Deshalb sind die Erläuterungen zum Spektrum und zur Struktur der poetischen Hypnose eher knapp gehalten, dafür aber an einer großen Anzahl an beispielhaften Textfragmenten aus den Hypnosen in Teil 3 verdeutlicht. Lassen Sie sich diese Textstellen auf der Zunge zergehen, schließen Sie die Augen, lassen sie nachklingen und genießen einfach!
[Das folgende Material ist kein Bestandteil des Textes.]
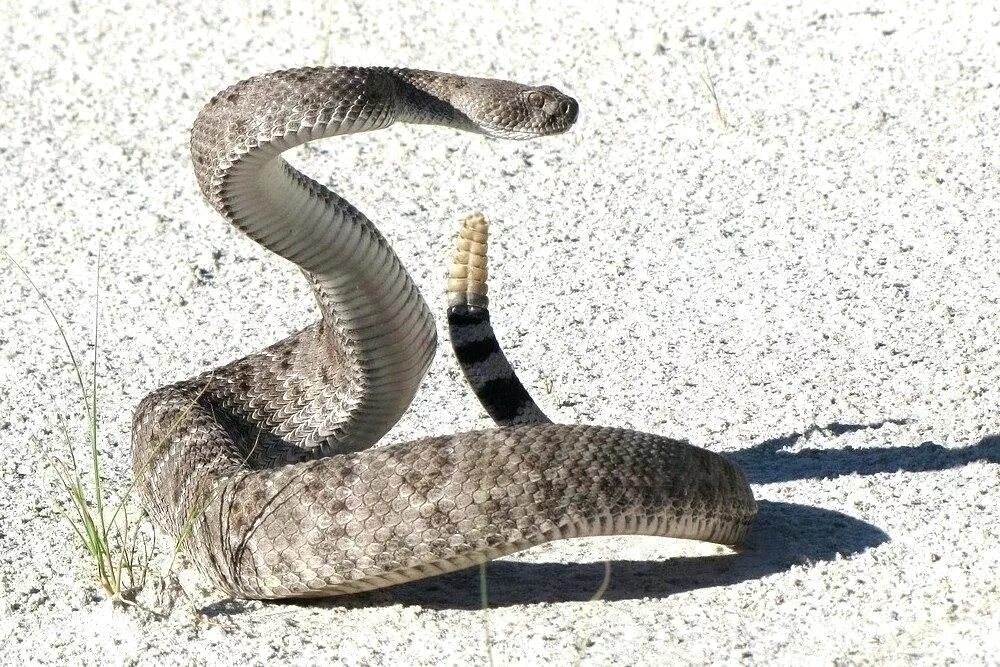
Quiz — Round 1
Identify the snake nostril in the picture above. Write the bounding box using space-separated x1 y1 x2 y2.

Eine weitere Möglichkeit, meine in Teil 3 präsentierten Hypnosetexte intensiv zu erleben, ist das Hören der zahlreichen von mir gesprochenen und im Carl-Auer Verlag veröffentlichten CDs. (Siehe dazu die vollständige Liste im Anhang.) Diese erweisen sich nicht nur als erfolgreich in der Anwendung der Hypnose in Eigenregie, sondern bieten im Zusammenhang mit dem vorliegenden Buch reiches Lehrmaterial bezüglich der hypnotischen Sprachtechnik und Sprachgestaltung bezüglich Intonation, Sprachfluss, Sprachmelodie, Lautstärke, Timing (Pausen) und Untermalung. Bei guter Artikulation der Laute lässt sich durch ein einzelnes Wort spontan ein Gefühl oder ein Bild erzeugen. Kleines Beispiel: Wenn Sie »Luft« mit einem sehr luftigen f sprechen, ist tatsächlich ein leichter Wind zu spüren.
2 Der in Klammern angeführte Name jeweils am Ende des Auszugs verweist auf den (Haupt-)Titel des zugehörigen vollständigen Trancetexts in Teil 3.